EPSilon: Efficient Point Sampling for Lightening of Hybrid-based 3D Avatar Generation
Abstract
The rapid advancement of neural radiance fields (NeRF) has paved the way to generate animatable human avatars from a monocular video.
However, the sole usage of NeRF suffers from a lack of details, which results in the emergence of hybrid representation that utilizes SMPL-based mesh together with NeRF representation. While hybrid-based models show photo-realistic human avatar generation qualities, they suffer from extremely slow inference due to their deformation scheme: to be aligned with the mesh, hybrid-based models use the deformation based on SMPL skinning weights, which needs high computational costs on each sampled point. We observe that since most of the sampled points are located in empty space, they do not affect the generation quality but result in inference latency with deformation. In light of this observation, we propose EPSilon, a hybrid-based 3D avatar generation scheme with novel efficient point sampling strategies that boost both training and inference. In EPSilon, we propose two methods to omit empty points at rendering; empty ray omission (ERO) and empty interval omission (EIO). In ERO, we wipe out rays that progress through the empty space. Then, EIO narrows down the sampling interval on the ray, which wipes out the region not occupied by either clothes or mesh. The delicate sampling scheme of EPSilon enables not only great computational cost reduction during deformation but also the designation of the important regions to be sampled, which enables a single-stage NeRF structure without hierarchical sampling.
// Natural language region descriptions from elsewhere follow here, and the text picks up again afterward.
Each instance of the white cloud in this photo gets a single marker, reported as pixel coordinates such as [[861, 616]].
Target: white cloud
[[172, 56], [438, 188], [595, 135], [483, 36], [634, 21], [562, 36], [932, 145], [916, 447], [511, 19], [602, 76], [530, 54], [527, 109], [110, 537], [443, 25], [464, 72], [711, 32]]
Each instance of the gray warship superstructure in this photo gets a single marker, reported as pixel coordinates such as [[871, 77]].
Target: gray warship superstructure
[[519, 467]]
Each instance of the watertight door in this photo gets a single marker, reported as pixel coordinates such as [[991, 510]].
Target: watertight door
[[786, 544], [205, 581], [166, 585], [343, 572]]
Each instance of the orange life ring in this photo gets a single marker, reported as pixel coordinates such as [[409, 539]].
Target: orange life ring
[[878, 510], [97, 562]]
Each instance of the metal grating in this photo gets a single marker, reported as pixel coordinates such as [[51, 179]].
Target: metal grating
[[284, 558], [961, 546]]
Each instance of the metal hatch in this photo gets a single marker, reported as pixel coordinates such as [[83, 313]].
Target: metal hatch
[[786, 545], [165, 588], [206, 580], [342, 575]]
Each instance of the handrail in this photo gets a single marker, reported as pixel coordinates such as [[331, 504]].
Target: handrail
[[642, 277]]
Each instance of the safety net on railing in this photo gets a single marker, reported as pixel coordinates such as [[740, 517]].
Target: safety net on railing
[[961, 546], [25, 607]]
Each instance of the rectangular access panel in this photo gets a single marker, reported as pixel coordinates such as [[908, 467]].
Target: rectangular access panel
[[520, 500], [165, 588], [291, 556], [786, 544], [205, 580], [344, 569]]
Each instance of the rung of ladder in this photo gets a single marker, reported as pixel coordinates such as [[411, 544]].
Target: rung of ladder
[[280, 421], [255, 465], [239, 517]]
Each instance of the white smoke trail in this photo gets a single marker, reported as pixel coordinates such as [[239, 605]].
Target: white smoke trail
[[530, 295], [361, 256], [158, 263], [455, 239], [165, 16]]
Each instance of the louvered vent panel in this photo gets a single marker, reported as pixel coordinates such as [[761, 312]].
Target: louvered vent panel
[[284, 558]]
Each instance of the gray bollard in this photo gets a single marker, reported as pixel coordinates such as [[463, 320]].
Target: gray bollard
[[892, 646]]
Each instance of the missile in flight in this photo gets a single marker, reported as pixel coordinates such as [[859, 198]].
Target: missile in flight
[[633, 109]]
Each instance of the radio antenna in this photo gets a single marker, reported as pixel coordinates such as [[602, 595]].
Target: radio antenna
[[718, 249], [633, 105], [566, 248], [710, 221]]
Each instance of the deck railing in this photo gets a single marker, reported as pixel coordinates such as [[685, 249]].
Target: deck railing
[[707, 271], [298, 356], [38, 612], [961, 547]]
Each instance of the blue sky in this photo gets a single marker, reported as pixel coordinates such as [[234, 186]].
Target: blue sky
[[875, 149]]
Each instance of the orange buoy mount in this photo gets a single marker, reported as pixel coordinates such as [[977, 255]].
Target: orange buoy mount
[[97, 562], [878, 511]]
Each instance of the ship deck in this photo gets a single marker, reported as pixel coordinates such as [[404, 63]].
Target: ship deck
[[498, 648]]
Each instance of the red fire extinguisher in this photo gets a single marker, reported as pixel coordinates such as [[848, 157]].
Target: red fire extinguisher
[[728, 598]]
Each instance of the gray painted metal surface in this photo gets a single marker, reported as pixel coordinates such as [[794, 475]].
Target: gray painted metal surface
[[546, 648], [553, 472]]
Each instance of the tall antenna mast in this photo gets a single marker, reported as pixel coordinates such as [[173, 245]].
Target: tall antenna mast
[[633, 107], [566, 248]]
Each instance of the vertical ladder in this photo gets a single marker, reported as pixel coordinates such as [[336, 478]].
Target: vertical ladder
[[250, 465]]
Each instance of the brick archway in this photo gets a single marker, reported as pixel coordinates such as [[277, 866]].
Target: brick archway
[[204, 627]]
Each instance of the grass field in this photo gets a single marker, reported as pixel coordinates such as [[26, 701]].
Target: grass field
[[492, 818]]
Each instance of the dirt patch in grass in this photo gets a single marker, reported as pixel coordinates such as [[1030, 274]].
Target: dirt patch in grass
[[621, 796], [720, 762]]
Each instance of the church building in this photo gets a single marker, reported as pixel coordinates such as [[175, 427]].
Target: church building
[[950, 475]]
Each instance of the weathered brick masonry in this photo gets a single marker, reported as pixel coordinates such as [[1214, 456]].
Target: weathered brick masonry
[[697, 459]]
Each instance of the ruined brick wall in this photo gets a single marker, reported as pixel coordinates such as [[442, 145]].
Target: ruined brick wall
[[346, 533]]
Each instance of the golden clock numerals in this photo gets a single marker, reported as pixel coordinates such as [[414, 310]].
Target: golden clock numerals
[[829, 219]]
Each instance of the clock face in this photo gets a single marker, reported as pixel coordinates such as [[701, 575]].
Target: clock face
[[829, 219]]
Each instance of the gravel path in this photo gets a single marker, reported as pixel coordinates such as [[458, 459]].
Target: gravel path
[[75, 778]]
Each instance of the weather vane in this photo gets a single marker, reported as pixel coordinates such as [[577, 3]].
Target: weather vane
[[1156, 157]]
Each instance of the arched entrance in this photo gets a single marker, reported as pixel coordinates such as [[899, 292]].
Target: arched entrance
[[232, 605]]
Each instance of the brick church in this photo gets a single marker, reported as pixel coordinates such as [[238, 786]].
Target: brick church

Compared to existing methods, EPSilon maintains the generation quality while using only 3.9% of sampled points and achieves around 20 times faster inference, together with 4 times faster training convergence.
Method Overview
EPSilon proposes an efficient point sampling strategies in the avatar generation based on the monocular video, which results in comparable results to the state-of-the-art models while reducing the inference latency significantly.
Results
Along with the input image, we visualize the reconstructed image with RGB representation and mesh representation. Moreover, we show the depth image of the mesh, and obtained $T_n$ and $T_f$ together for the better understanding. We visualize (ground truth, rendered image, mesh representation, $D(M')$, $T_n$, $T_f$), respectively, in the figure above. $T_n$ and $T_f$ indeed find the appropriate interval using $D(M')$.
In the figure above, we visualize the novel view generation and novel pose generation of four subjects in People Snapshot datasets. While achieving 20 times faster rendering speed compared to the baseline, our model robustly generates the novel contents of given subjects.